Ilgın ailesinin evinde yoğun bir koşuşturmaca vardı. Tüm eş, dost, akraba toplanmış, akşam ki isteme için hazırlanıyorlardı. Ev dip bucak temizleniyor, misafir takımları çıkartılıyor, ikramlıklar ve yemekler hazırlanıyordu. İclal ve arkadaşları da bir yandan yardım da bulunuyor, Cihan bey, Fatma Hanım'ın ev için istediği eksikleri Teoman aracılığıyla eve gönderiyordu. Genç adam çarşı ile ev arasında adeta mekik dokumuştu bütün gün. Bu koşuşturmaca içerisinde onu rahatsız eden tek şey kız kardeşinin arkadaşı idi.
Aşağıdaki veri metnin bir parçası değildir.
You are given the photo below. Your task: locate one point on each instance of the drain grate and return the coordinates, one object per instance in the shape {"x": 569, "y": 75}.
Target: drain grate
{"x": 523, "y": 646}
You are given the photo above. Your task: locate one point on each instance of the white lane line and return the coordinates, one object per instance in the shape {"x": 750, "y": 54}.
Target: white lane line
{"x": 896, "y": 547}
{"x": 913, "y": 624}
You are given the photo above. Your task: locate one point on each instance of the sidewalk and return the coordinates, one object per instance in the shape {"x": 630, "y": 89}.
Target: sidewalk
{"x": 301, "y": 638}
Hilal, Teoman eve her gelip gittiğinde genç adamı göz hapsine alıyor, bunu fark eden Teoman da özellikle onun olduğu ortamlara girmemeye çalışıyordu. Zira Hilal bakışlarıyla genç adamı ablukaya almıştı resmen. Teoman inatla kendisinden tarafa bakmadıkça daha fazla sinirleniyor ve fark etmese bile genç adamı izliyordu sürekli. Kendisine sıfır ilgisi olan bir adamı böylesine merak edip izlemek, her geldiğinde heyecanlanıp ona bakmak onun da hoşuna gitmiyordu lakin bir türlü kendine hakim olamıyordu.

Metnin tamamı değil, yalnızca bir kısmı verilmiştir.